Professora e coordenadora do grupo de pesquisas em Política de Drogas e Direitos Humanos da Faculdade Nacional de Direito da Universidade Federal do Rio de Janeiro, Luciana Boiteux avalia que o atual modelo de combate às drogas está superado e que é hora de construir passo a passo políticas que tenham como foco os direitos humanos e levem em conta o desejo do usuário.
Como analisa o atual modelo de controle de drogas?
O modelo proibicionista de controle falhou. É uma constatação baseada nos dados que a própria ONU coleta. A meta definida em 1988 era a de um mundo livre de drogas, acreditava-se que seria possível proteger a saúde pública e minimizar o consumo e o lucro desse mercado via modelo proibicionista, que reprime criminalmente usuários e traficantes. O que vemos, porém, é que em nenhum aspecto esse modelo teve o sucesso esperado. No Brasil e em outros países em desenvolvimento, a realidade é pior: em vez de minimizar danos, essa formulação acarretou consequências nefastas. Baixa qualidade das drogas em circulação, situação de vulnerabilidade dos usuários, superlotação de prisões com indivíduos que não necessariamente são traficantes. A violência no Rio mostra que o mercado de drogas tem grande poder, abalado por essa repressão ocasional, mas que depois tende a se fortalecer. A proibição torna esse mercado altamente lucrativo.

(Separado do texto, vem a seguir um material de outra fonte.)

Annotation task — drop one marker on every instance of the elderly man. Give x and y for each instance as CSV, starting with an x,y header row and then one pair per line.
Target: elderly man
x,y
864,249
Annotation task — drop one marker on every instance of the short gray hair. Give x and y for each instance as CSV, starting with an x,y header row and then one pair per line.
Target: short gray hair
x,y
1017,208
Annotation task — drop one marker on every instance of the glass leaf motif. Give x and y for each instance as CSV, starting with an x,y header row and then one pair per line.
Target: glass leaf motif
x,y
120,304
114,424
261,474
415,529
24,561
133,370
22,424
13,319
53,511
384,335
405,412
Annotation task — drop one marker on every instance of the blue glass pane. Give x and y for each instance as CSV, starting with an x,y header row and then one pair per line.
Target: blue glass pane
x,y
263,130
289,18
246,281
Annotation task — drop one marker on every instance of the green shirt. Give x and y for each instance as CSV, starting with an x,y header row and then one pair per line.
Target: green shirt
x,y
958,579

Por outro lado, não há consenso sobre alternativas, o que explicita a complexidade da questão.
No âmbito da política criminal, não há consenso, mas no da política de saúde, sim. Deve-se investir em prevenção, em informação… Os usuários que queiram ajuda precisam ser apoiados pelo Estado — uma intervenção social, não policial. O Brasil avançou bastante nesse sentido.
Mas ainda se questiona a redução de danos.

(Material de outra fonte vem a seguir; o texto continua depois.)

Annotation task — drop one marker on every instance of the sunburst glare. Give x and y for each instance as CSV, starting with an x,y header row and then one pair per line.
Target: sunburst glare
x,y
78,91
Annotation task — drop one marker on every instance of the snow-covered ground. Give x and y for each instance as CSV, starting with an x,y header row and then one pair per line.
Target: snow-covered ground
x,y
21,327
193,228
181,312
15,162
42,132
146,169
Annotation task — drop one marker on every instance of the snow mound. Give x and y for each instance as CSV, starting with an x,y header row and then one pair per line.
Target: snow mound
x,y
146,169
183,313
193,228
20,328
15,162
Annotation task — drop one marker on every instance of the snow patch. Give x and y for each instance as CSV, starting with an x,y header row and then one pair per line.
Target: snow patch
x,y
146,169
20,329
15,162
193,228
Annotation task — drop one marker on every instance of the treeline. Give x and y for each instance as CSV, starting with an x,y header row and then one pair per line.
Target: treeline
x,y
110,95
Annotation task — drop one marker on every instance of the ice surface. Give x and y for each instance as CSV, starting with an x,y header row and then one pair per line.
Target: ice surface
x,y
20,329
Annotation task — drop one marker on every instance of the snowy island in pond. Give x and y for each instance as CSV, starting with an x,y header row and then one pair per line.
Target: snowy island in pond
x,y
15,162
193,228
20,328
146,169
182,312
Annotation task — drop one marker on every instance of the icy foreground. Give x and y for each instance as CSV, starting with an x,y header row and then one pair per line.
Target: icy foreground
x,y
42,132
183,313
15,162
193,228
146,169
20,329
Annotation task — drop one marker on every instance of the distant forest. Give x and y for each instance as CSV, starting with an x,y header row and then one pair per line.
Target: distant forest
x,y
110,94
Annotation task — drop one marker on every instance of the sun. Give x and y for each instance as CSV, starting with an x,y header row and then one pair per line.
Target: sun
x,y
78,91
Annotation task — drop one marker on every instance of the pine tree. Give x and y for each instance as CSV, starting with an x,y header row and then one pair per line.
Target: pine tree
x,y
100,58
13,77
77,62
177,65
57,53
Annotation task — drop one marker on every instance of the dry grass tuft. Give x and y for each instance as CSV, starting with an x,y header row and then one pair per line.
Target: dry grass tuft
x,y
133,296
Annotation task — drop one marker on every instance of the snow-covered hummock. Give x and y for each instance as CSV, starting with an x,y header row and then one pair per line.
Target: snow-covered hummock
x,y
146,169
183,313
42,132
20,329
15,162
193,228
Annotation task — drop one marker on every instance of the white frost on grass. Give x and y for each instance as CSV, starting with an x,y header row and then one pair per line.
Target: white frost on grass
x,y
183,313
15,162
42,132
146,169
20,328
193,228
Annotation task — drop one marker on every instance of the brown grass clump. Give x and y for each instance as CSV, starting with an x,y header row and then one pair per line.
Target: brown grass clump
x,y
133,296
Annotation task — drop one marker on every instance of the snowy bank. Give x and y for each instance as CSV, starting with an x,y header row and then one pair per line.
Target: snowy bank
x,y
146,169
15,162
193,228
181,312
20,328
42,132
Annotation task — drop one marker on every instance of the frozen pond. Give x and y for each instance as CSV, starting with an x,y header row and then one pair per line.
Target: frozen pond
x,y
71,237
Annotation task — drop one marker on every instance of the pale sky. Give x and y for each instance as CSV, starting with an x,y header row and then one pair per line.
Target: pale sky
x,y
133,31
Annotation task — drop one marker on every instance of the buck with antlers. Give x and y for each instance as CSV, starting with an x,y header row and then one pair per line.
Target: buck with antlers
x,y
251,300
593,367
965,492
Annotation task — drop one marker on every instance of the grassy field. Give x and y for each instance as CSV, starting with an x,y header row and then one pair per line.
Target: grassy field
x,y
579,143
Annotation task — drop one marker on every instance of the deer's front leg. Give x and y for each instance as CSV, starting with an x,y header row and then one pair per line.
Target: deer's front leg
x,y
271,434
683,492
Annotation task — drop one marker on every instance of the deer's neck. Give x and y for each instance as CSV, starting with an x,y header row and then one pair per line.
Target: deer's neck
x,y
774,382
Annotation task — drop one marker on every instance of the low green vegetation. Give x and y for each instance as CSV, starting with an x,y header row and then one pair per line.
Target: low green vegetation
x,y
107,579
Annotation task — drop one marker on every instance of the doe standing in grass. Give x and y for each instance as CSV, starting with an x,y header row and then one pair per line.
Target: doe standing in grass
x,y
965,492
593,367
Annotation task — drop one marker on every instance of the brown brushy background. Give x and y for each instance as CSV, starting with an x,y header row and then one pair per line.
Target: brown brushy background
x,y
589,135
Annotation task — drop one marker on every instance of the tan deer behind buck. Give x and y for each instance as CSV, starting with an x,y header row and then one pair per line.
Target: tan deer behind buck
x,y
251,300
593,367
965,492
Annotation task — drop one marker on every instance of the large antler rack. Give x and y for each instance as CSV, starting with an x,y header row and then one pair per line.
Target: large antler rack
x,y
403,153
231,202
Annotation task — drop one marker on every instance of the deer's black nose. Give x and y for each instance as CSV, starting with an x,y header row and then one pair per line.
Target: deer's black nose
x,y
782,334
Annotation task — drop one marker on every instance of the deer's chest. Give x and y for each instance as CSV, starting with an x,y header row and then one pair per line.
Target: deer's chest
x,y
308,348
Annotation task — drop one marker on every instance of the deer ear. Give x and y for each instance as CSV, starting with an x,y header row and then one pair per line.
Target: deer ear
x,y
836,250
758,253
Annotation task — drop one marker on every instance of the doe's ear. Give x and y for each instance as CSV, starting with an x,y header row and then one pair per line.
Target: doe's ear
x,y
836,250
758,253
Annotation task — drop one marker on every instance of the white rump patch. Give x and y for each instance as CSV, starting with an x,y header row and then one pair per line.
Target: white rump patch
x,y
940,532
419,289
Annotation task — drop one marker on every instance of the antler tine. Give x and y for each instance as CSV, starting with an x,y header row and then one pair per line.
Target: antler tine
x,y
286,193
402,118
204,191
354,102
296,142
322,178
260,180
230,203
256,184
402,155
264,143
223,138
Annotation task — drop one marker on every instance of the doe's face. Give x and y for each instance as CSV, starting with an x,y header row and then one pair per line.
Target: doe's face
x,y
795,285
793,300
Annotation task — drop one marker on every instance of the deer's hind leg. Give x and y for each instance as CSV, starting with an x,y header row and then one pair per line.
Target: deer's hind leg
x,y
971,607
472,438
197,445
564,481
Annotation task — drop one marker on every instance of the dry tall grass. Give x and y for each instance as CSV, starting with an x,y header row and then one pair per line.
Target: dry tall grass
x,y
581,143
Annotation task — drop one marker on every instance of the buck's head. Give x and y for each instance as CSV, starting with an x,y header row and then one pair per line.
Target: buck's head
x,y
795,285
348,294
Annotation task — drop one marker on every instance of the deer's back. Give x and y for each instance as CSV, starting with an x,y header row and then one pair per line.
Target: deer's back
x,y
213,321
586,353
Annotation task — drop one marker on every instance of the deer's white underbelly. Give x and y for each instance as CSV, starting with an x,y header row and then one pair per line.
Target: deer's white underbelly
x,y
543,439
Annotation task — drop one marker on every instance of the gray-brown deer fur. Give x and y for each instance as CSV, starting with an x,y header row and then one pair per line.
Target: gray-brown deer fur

A redução de danos é um novo paradigma, porque não trabalha com a ideia da abstinência como única meta aceitável e, sim, com a de apoio a medidas que minimizem os danos. Esse pensamento avança no sentido da saúde publica e do respeito à liberdade do usuário. O Brasil acertou ao romper com visões mais conservadoras, como a ainda aplicada nos Estados Unidos, que impõem tratamento obrigatório se o usuário não quiser ir para a prisão. Essa prática vai contra a opinião de especialistas, que claramente dizem que a vontade pessoal de deixar as drogas é o primeiro passo.
A justiça terapêutica é inconstitucional, porque não respeita o desejo do usuário, não é coerente e aceitável. A política de redução de danos não exclui outras opções de tratamento, nem mesmo a busca da abstinência. Do ponto de vista criminal, o mais próximo do consenso é a descriminalização do usuário, como Portugal fez muito bem. Quando se fala em despenalizar, o objetivo é que não se tenha mais a pena de prisão. Descriminalizar é mais forte: retirar a questão do direito penal e passá-la pra outra esfera — Portugal passou para a esfera administrativa.
Sempre será necessário algum tipo de controle?
Eu não defendo a ausência de controle, mas uma mudança na natureza do controle. A estigmatização decorrente do modelo proibicionista traz danos grandes até para a saúde, porque dificulta a intervenção social do Estado. O peso do crime sobre as drogas ilícitas é muito ruim.
Como definir que drogas descriminalizar?
É uma definição política. Portugal descriminalizou todas as drogas, mas poderíamos pensar num modelo intermediário, começando pela descrimalização de drogas leves como a maconha.
Não é contraditório que Portugal e Holanda, por exemplo, tenham descriminalizado o consumo, mas não a produção?
É importante esclarecer que a Holanda não descriminalizou as drogas, despenalizou o usuário. O crime continua previsto em lei, mas os operadores decidiram focar determinadas condutas e tolerar outras. O usuário é tolerado, assim como a venda. Considera-se a Holanda um país permissivo, mas o que não se entende é que tomou decisão pragmática: em vez de perder tempo com pequenos traficantes e usuários, atua sobre os grandes traficantes. Deveríamos avançar mais, buscar outras modalidades de controle que não o penal, mas não há exemplo de país que já tenha conseguido.
Há espaço no Brasil para mudanças em médio prazo?
Tenho visto a atuação de organizações não governamentais, da mídia e de parlamentares no sentido de tirar essa discussão pública do limbo. Há clima social para descriminalizar o usuário, mas isso depende de decisão política. O momento é de levar à frente o debate com base em evidências, fugir da ignorância que vigorava até a década passada, que espalhava o medo das drogas. Não vamos descriminalizar as drogas de uma hora para outra, mas podemos encontrar modalidades de superar o atual modelo.